Rescuers never found Kevin's remains.

A Father Burying His Son

Jonathan Ielpi wanted to follow in the footsteps of Lee, his father, a 57-year-old highly decorated retired firefighter that was with the FDNY for 26 years.

The day of the attack, Jonathan called his father to inform him that he was going to the WTC site.

The last words Lee said to his son were: "Jon, be careful." Lee said he remembers that conversation every day, thousands of times.

Lee realized that his son probably perished in the trade towers collapse after three months. He took it upon himself to look for Jonathan's body so that he may receive a proper burial. Lee made a promise that he didn't even tell his wife. He would work at ground zero until every body was recovered, every last piece of debris removed, and brooms swept. And, hopefully, he would find his son.

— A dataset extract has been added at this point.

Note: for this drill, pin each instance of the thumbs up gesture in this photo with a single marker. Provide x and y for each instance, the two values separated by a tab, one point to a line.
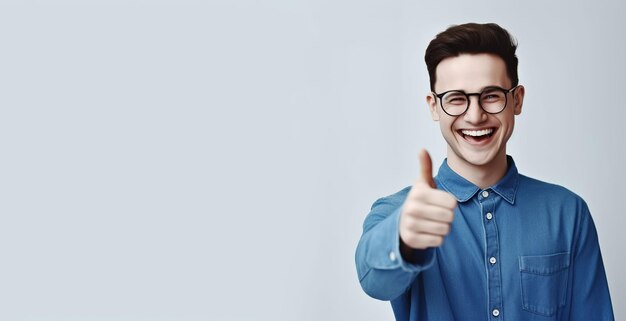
427	212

On Dec. 11, Lee's wish was granted. His son Jonathan had been found. Lee was one of the lucky ones. Only 293 whole bodies were found — of 2,819 killed.

The Bond Of Twins

Zach and Andre were fraternal twins. The only siblings grew up in the tough neighborhood of Bushwick/East New York. That was the busiest area for fires in the city and a stage for real life heroics.

Zach and his brother would watch the fire engines fly through the streets, with firefighters hanging on the back of the truck – preparing to fight fires.

The twins thought firefighters were cool. Zach said he knew he wanted to fight fires from the age of five.

The twins went their separate ways after junior-high school, but decided it was best to attend the same high school. After graduations, they went to separate colleges, but then Andre transferred to Zach's college. Andre studied business and Zach started with architecture then moved to computer science.

Zach worked as an EMT and various other odd jobs and then a hospital. Andre worked as an EMT and then in a hospital as an ER tech. They always wanted to do things together — looked out for each other.

In 1987, at 23, Zach took the test to become a firefighter. So did Andre. Both brothers scored very high, over 97 percent, but Andre edged out Zach by 3/10's of a point.

It took both of them seven years to get in. The two African-Americans were told, when they took the test, that there was a hiring freeze. Even today, there are fewer than 400 African-Americans and Latinos in the whole department.

Andre started at an Engine company in Queens for two years. At the same time, he got a full EMT certification, so he worked a second job with a hospital. Andre then went to an engine company in Brooklyn and eventually found himself at Rescue 5. He had been there about a year and half before Sept. 11.

Zach wasn't working officially on Sept. 11, but went into the city to get administration papers. Zach saw all the smoke from downtown and called his brother. His brother wasn't supposed to work that day, but he was working overtime.

The two reached ground zero with their separate units. Zach was safe when the towers fell, but his brother was in harm's way.

Zach was unable to contact his brother over the radio. However, he just knew he was all right. Plus, he found that their rig only had a little damage — his brother had to be OK.

Zach remained confident everything was fine with Andre. But after two days, Zach started to worry.

He never heard from his brother. His close friend Michael Weinberg was found dead on Sept. 11. His friend Jarel Coleman, gone. His firehouse lost 15 members.